第97話 最後の宝玉



 水神龍の七宝玉集めを始めたオレは、広い遺跡の中を泳いでひたすら探し回り、時には宝玉を守る中身のない鎧の騎士を倒し、時には宝玉を持って逃げまくるエビを追いかけ、時には宝玉を囮に使って襲いかかってきた巨大なタコを返り討ちにし……



「よし、これで6個目だな」



「さすが兄弟! 最高だぜ~」



「誰が兄弟だよ」



 最初の宝玉を沈没船で手に入れて以降、新たな宝玉を手に入れる度にどんどん入手難易度が上がっていって、つい今しがた手に入れた6個目に至っては、丸1日探してようやく手に入れることが出来た。

この遺跡に来てから既に3日ほど経過しており、おそらく人魚の祝福の効果もあと半分ちょっとといったところだろう。

ちなみに日数の経過はこの喋るカメが教えてくれた。



「急いで残りの一つを見つけなきゃな……」



 とは言っても、もう遺跡の中はほとんど探して回ったんだよな……このエリアからは出ないと思うし、あとは砂の中に埋まってたりとかか?



「兄弟、メシの時間だぜ~」



「おお、ありがとう……って、この間倒したタコじゃねえか」



「まだまだあるぜ~」



 カメから貰ったタコの足を齧りつつ、最後の宝玉を探し回る。

ちなみにこのタコの足、なにも味付けしてないのに謎の塩味があって意外と美味い。

ちなみにこれは人魚の祝福の効果なのだろうか、意識的に水を飲もうとしない限り勝手に水が口の中に入ってくることも無い。なんとも不思議な感覚だ。



「もぐもぐ……さすがにそろそろあったかいもんが食いたくなってきたな……」



 水が飲み放題なのは良いんだけどな……炎神龍の岩窟はダンジョンの特性上、魔物も熱々だったけど、逆に冷たい水が飲めなかったし。

やっぱ極端なのはダメだな。

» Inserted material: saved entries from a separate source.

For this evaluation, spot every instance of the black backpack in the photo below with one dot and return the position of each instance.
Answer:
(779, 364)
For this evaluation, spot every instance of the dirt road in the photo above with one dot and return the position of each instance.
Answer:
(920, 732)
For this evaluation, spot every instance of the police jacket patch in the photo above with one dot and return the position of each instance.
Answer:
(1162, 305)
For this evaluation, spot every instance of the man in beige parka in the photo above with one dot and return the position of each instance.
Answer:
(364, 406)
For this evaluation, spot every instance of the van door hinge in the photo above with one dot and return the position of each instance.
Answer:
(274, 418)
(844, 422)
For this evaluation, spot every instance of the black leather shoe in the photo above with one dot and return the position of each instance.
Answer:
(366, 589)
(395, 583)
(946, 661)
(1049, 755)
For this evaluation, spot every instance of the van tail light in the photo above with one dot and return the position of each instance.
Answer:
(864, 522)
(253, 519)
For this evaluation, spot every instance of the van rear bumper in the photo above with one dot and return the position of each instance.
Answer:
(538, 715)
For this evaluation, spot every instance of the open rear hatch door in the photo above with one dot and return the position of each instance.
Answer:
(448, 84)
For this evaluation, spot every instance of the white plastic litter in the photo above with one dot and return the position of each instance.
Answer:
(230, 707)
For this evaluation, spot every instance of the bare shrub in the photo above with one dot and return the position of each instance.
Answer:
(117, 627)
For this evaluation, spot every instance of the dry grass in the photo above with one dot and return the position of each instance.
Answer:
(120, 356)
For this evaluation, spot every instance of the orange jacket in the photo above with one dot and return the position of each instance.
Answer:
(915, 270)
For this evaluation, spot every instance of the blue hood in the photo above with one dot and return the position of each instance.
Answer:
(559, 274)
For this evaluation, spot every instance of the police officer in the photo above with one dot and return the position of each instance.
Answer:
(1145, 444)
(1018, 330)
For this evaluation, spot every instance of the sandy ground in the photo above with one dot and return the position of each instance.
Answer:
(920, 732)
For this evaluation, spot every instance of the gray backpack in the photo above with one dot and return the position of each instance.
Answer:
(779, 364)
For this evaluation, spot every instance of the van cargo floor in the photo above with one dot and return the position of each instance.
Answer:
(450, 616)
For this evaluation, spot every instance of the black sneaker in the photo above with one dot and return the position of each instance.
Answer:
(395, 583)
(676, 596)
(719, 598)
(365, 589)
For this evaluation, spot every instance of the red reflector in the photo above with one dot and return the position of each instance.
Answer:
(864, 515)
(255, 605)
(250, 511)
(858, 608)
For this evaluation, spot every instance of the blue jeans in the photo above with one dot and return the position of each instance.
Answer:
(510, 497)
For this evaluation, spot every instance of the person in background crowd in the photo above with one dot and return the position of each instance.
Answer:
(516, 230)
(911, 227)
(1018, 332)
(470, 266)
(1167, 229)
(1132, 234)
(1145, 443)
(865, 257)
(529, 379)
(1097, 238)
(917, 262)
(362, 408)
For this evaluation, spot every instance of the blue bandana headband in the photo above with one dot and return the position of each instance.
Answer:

ちょっとイグニッションフレイムでこの辺お湯にして飲もうかな。



「よし! 腹ごしらえもしたし、気合い入れて残りの1個探すかあ!」



「兄弟ファイトなんだぜ~! それじゃあ……」



「ん? どうしたんだタートル」



 ミシ……ミシミシ……



「お?」



 ミシミシミシ……バキバキバキバキ……!



「おお!?」



 宝玉を6個はめ込まれた喋る巨大カメがいきなり手足を引っ込め、甲羅がバキバキと変形を始める。

な、なんだ? 何が起きているんだ?



 バキバキバキバキ!! ゴリゴリゴリゴリ!! ガッシャーン!!



「な、なんだ、お前……?」



 しばらく謎の変形を続けたカメは、はめ込まれた6個の宝玉を関節のように繋げたヒト型ロボットのような姿に変身した。

なんだこいつ、もしかして超生命体か……?



「さあ兄弟、ミーを倒して水神龍の封印を解いてくれなんだぜ~!」



「マジかよ」



 ラスト1玉はどうなったんだよ。



 ―― ――



「はっはっは~! 最高だぜぇ~!」



「うおっ! なんだそのロケット! 貝殻か!?」



「どんどんいくぜ~!」



 変身したカメ野郎が撃つ攻撃を避けたり受け流したりしつつ、どうやってあいつを倒そうか思考する。

人魚の祝福の効果があるとはいえ、さすがに水中だと動きが制限されるから戦いにくいな……



「イグニッションフレイムの飛距離もかなり落ちるから、近づかないとうまくいかないしな……」



 炎系統と相性の良いオレの魔力だが、やはり水中ということでここでは威力が落ちてしまう上に、魔力の消費量も多い気がする。

やはり水タイプに炎タイプは不利だな……



「こうなったら、物理でいくしかねえな」



 しばらく戦いながらアイツの様子や言動を観察した結果、どうやらあいつを倒すには関節代わりに稼働している6つの宝玉を全て破壊する必要があるらしいということが分かった。

せっかく苦労して集めた宝玉を自分で壊すのか……穴を掘って埋める作業をひたすらやらされる囚人にでもなった気分だ。



「はっはっは~! そんなんじゃおれっちは倒せないぜぇ~!」



「これからだよこれから!」



 おそらくコイツが水神龍の最後の門番、炎神龍の岩窟でいうところの地下255階層にいたインフェルノゴーレム枠という事だろう。

この装甲の硬さ、なんだか懐かしいぜ。